Bambini in internet alla ricerca di…

Silvia Finazzi A cura di Silvia Finazzi Pubblicato il 10/09/2018 Aggiornato il 10/09/2018

Molti credono che i più visitati dai bambini siano i siti di giochi. In realtà, i più piccoli utilizzano internet per soddisfare anche altre richieste. Ecco le più frequenti

Bambini in internet alla ricerca di…

Non sono solo gli adulti ad avere la passione di internet. Anche i bambini amano trascorrere parte del loro tempo navigando in Rete. Ma che cosa cercano i bambini in internet? È la domanda  cui ha cercato di rispondere Kaspersky Lab, un’azienda di sicurezza informatica a livello globale, analizzando i dati rilevati dalle soluzioni e dai moduli con funzionalità di protezione dei minori dei propri prodotti.

Le ricerche dei più piccoli

Gli autori dell’indagine hanno raccolto i risultati delle ricerche effettuate dai minori da novembre 2017 a maggio 2018 nelle dieci lingue più popolari del mondo: inglese, tedesco, russo, portoghese, arabo, giapponese, cinese, francese, italiano, spagnolo. Dall’analisi dei dati emerge che i bambini in internet sono affascinati soprattutto da video e audio (in questa categoria sono comprese le richieste relative a qualsiasi contenuto video, servizi di streaming, video blogger, serie e film): il 17% delle ricerche totali effettuate dai minori, infatti, riguarda questa categoria. Seguono i siti di traduzione (14%) e di comunicazione (10%).

A sorpresa pochi giochi

A differenza di quanto si crede comunemente, dunque, i bambini in internet non vanno tanto per giocare, quanto per guardare contenuti, soddisfare specifiche richieste e informarsi. I siti web di giochi si posizionano solo al quarto posto, assorbendo il 9% delle richieste di ricerca totali.

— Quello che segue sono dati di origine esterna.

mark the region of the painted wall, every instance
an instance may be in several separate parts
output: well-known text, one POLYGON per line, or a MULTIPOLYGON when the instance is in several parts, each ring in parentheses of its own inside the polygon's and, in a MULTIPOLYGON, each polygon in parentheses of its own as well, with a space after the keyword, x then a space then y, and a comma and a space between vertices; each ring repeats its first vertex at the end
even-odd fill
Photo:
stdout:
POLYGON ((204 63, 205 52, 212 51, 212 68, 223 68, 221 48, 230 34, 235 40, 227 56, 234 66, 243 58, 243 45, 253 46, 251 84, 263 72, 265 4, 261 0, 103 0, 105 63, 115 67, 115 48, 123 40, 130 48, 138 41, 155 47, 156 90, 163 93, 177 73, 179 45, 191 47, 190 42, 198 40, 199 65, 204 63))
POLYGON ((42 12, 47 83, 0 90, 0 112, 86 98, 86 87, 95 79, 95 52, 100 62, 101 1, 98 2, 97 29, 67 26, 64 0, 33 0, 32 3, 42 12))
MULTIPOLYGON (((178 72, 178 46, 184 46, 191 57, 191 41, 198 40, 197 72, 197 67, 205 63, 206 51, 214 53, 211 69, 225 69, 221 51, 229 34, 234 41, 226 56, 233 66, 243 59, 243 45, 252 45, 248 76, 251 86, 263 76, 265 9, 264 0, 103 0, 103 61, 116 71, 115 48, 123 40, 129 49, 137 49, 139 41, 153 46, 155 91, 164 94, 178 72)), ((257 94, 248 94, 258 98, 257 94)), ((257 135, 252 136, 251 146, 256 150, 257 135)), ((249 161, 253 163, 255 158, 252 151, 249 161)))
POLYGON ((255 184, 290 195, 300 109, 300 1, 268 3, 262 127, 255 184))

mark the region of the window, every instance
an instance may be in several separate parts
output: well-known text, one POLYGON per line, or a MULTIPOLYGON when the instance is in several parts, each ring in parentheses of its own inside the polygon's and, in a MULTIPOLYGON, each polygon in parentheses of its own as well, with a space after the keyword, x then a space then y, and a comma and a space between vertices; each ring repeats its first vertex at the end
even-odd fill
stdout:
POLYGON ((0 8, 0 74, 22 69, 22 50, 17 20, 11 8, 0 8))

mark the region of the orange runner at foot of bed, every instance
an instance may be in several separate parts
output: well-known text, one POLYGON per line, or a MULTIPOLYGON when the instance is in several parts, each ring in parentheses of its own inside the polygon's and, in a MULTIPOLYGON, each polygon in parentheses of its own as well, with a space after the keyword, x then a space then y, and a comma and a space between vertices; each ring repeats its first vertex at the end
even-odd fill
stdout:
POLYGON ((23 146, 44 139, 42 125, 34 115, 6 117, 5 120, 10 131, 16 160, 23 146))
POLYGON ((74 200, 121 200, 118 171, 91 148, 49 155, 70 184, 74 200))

Ogni lingua ha la sua preferenza

Tuttavia, in questo caso non tutto il mondo è Paese. Ci sono, infatti, delle differenze nelle ricerche in base alla lingua considerata. Per esempio, i bambini di lingua spagnola visitano molti siti per traduzioni, mentre quelli di lingua russa viaggiano sui portali che offrono servizi di comunicazione. E, ancora, i siti web di video e musica sono tipicamente ricercati in inglese. Del resto, la maggior parte dei film, serie tv e gruppi musicali hanno nomi inglesi.

Il commento degli esperti

“I bambini dei diversi Paesi mostrano di avere interessi e comportamenti online differenti, ciò che li accomuna è la necessità di essere protetti online da contenuti potenzialmente dannosi. I bambini in internet che cercano contenuti animati potrebbero accidentalmente aprire un video con contenuti pornografici. Oppure potrebbero iniziare a cercare video innocenti e finire involontariamente su siti web con contenuti violenti, che potrebbero avere un impatto anche a lungo termine sulle loro menti, maggiormente impressionabili e vulnerabili” ha commentato Morten Lehn, General Manager Italy di Kaspersky Lab.

 

 

 

 
 
 

Da sapere!

È importante che mamma e papà spieghino ai figli potenzialità ma anche pericoli di internet, monitorando quello che fanno online, pur senza essere invadenti. È utile anche installare gli appositi strumenti per il parental control.